Description
P3-1. Revisit Text Documents Classification
Use the 20 newsgroups dataset embedded in scikit-learn:
from sklearn.datasets import fetch_20newsgroups
(See https://scikitlearn.org/stable/modules/generated/sklearn.datasets.fetch_20newsgroups.html#sklearn.datasets.f
etch_20newsgroups)
(a) Load the following 4 categories from the 20 newsgroups dataset: categories = [‘rec.autos’,
‘talk.religion.misc’, ‘comp.graphics’, ‘sci.space’].
(b) Build classifiers using the following methods:
Support Vector Machine (sklearn.svm.LinearSVC)
Naive Bayes classifiers (sklearn.naive_bayes.MultinomialNB)
K-nearest neighbors (sklearn.neighbors.KNeighborsClassifier)
Random forest (sklearn.ensemble.RandomForestClassifier)
AdaBoost classifier (sklearn.ensemble.AdaBoostClassifier)
Optimize the hyperparameters of these methods and compare the results of these methods.
P3-2. Recognizing hand-written digits
Use the hand-written digits dataset embedded in scikit-learn:
from sklearn import datasets
digits = datasets.load_digits()
(a) Develop a multi-layer perceptron classifier to recognize images of hand-written digits. To
build your classifier, you can use:
sklearn.neural_network.MLPClassifier
(See https://scikitlearn.org/stable/modules/generated/sklearn.neural_network.MLPClassifier.html#sklearn.neural_
network.MLPClassifier)
Instructions: use sklearn.model_selection.train_test_split to split your dataset into random
train and test subsets, where you set test_size=0.5.

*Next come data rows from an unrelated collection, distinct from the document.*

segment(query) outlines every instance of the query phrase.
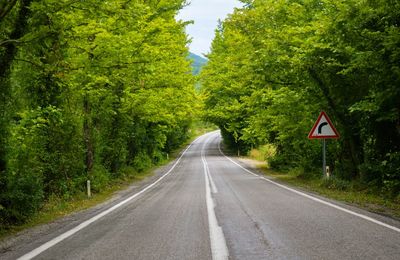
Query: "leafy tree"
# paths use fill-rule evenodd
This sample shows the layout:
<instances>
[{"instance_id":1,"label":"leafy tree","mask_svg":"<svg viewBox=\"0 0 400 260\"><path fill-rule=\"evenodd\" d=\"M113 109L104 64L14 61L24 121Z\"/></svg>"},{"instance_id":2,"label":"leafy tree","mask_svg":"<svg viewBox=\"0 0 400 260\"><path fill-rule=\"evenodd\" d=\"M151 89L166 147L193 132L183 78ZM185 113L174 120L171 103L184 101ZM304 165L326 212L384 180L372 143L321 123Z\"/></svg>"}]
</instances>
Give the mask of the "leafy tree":
<instances>
[{"instance_id":1,"label":"leafy tree","mask_svg":"<svg viewBox=\"0 0 400 260\"><path fill-rule=\"evenodd\" d=\"M342 136L329 146L334 173L398 194L399 4L243 3L202 73L208 120L234 146L274 144L275 167L313 172L320 148L306 136L325 110Z\"/></svg>"},{"instance_id":2,"label":"leafy tree","mask_svg":"<svg viewBox=\"0 0 400 260\"><path fill-rule=\"evenodd\" d=\"M2 223L87 179L97 191L126 167L144 170L186 140L197 107L175 20L185 4L0 1Z\"/></svg>"}]
</instances>

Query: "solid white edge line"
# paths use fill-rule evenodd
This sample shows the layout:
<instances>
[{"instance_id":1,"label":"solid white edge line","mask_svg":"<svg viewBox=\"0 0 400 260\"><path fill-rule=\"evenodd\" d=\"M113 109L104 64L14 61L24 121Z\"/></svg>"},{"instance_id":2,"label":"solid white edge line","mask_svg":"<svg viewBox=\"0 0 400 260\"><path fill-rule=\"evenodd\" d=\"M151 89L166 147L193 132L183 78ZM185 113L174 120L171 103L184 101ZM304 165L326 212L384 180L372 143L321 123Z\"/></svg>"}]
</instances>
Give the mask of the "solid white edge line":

(b) Optimize the hyperparameters of your neural network to maximize the classification
accuracy. Show the confusion matrix of your neural network. Discuss and compare your results
with the results using a support vector classifier (see https://scikitlearn.org/stable/auto_examples/classification/plot_digits_classification.html#sphx-glr-autoexamples-classification-plot-digits-classification-py).
P3-3. Nonlinear Support Vector Machine
(a) Randomly generate the following 2-class data points
import numpy as np
np.random.seed(0)
X = np.random.rand(300, 2)*10-5
Y = np.logical_xor(X[:, 0] > 0, X[:, 1] > 0)
(b) Develop a nonlinear SVM binary classifier (sklearn.svm.NuSVC).
(c) Plot these data points and the corresponding decision boundaries, which is similar to the
figure in the slide 131 in Chapter 4.